When a lentivirus infects a hemato-poietic stem cell, it transfers its cargo into the chromosome. “By doing this, we’re able to stimulate the red blood cells to produce fetal hemoglobin. Because unborn babies do not show any signs of SCD or severe beta-thalassemia, we anticipate that continued production of fetal hemoglobin into adult life will essentially lead to a cure for those patients,” Wilber says.
They’ve tried several strategies over eight years since they first began studying adult versus fetal hemoglobins, but for the past two years they’ve been attempting to turn back time. “We believe there is a clock that regulates all developmental time,” Wilber says. “That goes from early development, like embryonic, into the fetal stages and then to the adult stage.”
Wilber’s team and a group at the NIH simultaneously identified a specific gene by looking at maturing red blood cells (RBCs) that produce either fetal or adult hemoglobin. This gene is highly expressed in fetal RBCs and not at all in adult RBCs. When re-expressed in adult cells, the team is able to turn adult cells into fetal cells so they produce the fetal hemoglobin.
The process is not without challenges. “We are identifying elements that would drive expression of this gene only in maturing RBCs. By doing this, we can limit the reactivation of the fetal gamma globins to just the RBCs,” Wilber says. “This would prevent any unexpected consequences of expressing this gene in other types of blood cells which might impact cell growth or development.”

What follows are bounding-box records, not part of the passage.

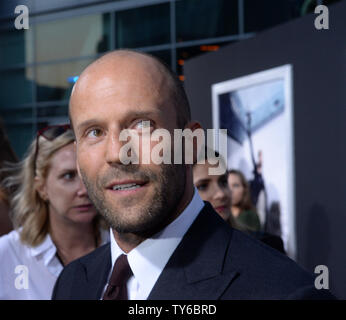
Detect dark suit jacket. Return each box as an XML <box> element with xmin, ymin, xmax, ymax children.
<box><xmin>52</xmin><ymin>203</ymin><xmax>333</xmax><ymax>300</ymax></box>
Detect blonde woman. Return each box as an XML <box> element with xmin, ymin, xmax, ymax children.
<box><xmin>0</xmin><ymin>125</ymin><xmax>108</xmax><ymax>299</ymax></box>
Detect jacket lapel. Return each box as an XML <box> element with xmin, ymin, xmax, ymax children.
<box><xmin>148</xmin><ymin>203</ymin><xmax>239</xmax><ymax>300</ymax></box>
<box><xmin>78</xmin><ymin>243</ymin><xmax>111</xmax><ymax>300</ymax></box>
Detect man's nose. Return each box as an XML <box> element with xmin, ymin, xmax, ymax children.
<box><xmin>213</xmin><ymin>187</ymin><xmax>227</xmax><ymax>200</ymax></box>
<box><xmin>77</xmin><ymin>179</ymin><xmax>88</xmax><ymax>197</ymax></box>
<box><xmin>105</xmin><ymin>134</ymin><xmax>123</xmax><ymax>165</ymax></box>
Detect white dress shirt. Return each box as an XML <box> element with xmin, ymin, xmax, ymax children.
<box><xmin>0</xmin><ymin>230</ymin><xmax>109</xmax><ymax>300</ymax></box>
<box><xmin>104</xmin><ymin>188</ymin><xmax>204</xmax><ymax>300</ymax></box>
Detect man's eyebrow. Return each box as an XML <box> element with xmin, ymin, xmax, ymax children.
<box><xmin>195</xmin><ymin>178</ymin><xmax>210</xmax><ymax>184</ymax></box>
<box><xmin>76</xmin><ymin>118</ymin><xmax>100</xmax><ymax>131</ymax></box>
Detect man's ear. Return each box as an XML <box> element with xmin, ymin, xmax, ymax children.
<box><xmin>185</xmin><ymin>121</ymin><xmax>205</xmax><ymax>163</ymax></box>
<box><xmin>34</xmin><ymin>177</ymin><xmax>48</xmax><ymax>201</ymax></box>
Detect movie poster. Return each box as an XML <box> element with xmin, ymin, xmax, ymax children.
<box><xmin>212</xmin><ymin>65</ymin><xmax>296</xmax><ymax>258</ymax></box>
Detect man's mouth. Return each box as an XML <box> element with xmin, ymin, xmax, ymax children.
<box><xmin>112</xmin><ymin>183</ymin><xmax>141</xmax><ymax>190</ymax></box>
<box><xmin>107</xmin><ymin>181</ymin><xmax>148</xmax><ymax>191</ymax></box>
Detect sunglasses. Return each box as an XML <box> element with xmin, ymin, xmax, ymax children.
<box><xmin>34</xmin><ymin>124</ymin><xmax>71</xmax><ymax>174</ymax></box>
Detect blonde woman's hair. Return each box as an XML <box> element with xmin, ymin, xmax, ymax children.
<box><xmin>5</xmin><ymin>130</ymin><xmax>107</xmax><ymax>247</ymax></box>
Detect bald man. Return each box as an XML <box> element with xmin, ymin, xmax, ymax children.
<box><xmin>53</xmin><ymin>50</ymin><xmax>336</xmax><ymax>300</ymax></box>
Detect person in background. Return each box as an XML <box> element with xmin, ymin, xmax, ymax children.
<box><xmin>228</xmin><ymin>169</ymin><xmax>261</xmax><ymax>232</ymax></box>
<box><xmin>0</xmin><ymin>188</ymin><xmax>12</xmax><ymax>236</ymax></box>
<box><xmin>0</xmin><ymin>120</ymin><xmax>18</xmax><ymax>236</ymax></box>
<box><xmin>52</xmin><ymin>50</ymin><xmax>333</xmax><ymax>300</ymax></box>
<box><xmin>193</xmin><ymin>149</ymin><xmax>286</xmax><ymax>254</ymax></box>
<box><xmin>193</xmin><ymin>148</ymin><xmax>236</xmax><ymax>228</ymax></box>
<box><xmin>0</xmin><ymin>125</ymin><xmax>108</xmax><ymax>300</ymax></box>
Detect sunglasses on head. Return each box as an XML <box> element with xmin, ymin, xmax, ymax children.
<box><xmin>34</xmin><ymin>124</ymin><xmax>71</xmax><ymax>174</ymax></box>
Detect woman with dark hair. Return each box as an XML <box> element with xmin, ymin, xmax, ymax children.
<box><xmin>228</xmin><ymin>169</ymin><xmax>261</xmax><ymax>231</ymax></box>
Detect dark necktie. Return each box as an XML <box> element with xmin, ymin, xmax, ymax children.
<box><xmin>103</xmin><ymin>254</ymin><xmax>132</xmax><ymax>300</ymax></box>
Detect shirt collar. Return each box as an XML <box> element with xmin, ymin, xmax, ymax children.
<box><xmin>31</xmin><ymin>228</ymin><xmax>109</xmax><ymax>266</ymax></box>
<box><xmin>110</xmin><ymin>188</ymin><xmax>204</xmax><ymax>296</ymax></box>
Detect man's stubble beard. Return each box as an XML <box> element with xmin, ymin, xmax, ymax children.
<box><xmin>80</xmin><ymin>164</ymin><xmax>186</xmax><ymax>237</ymax></box>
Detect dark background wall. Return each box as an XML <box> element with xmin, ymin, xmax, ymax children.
<box><xmin>184</xmin><ymin>1</ymin><xmax>346</xmax><ymax>299</ymax></box>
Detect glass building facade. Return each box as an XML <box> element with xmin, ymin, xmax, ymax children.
<box><xmin>0</xmin><ymin>0</ymin><xmax>340</xmax><ymax>157</ymax></box>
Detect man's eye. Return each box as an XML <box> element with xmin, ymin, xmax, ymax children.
<box><xmin>196</xmin><ymin>183</ymin><xmax>208</xmax><ymax>191</ymax></box>
<box><xmin>62</xmin><ymin>172</ymin><xmax>77</xmax><ymax>180</ymax></box>
<box><xmin>87</xmin><ymin>129</ymin><xmax>102</xmax><ymax>138</ymax></box>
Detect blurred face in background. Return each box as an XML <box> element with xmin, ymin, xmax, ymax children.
<box><xmin>193</xmin><ymin>163</ymin><xmax>231</xmax><ymax>220</ymax></box>
<box><xmin>228</xmin><ymin>173</ymin><xmax>245</xmax><ymax>206</ymax></box>
<box><xmin>39</xmin><ymin>143</ymin><xmax>97</xmax><ymax>223</ymax></box>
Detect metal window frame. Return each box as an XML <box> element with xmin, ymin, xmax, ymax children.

Thus far, Wilber and his team have been able to express these genes in adult cells and show that corrective levels of fetal hemoglobin can be achieved, thanks to hematopoietic stem cells isolated from healthy donors. Presently, they’re working on testing this therapy in cells obtained from patients with SCD or beta-thalassemia and eventually in mice. “We want to determine what happens when we express this gene in all blood cells versus only RBCs,” Wilber says. “If these mice do not develop cancer, that’s a very good sign. If successful, these early studies would pave the way for additional studies in larger animals. We have a long way to go but our initial findings are quite promising.”
The following grants funded this work: NIH/NHLBI P01 HL053749; Doris Duke Foundation Innovations in Clinical Research Award.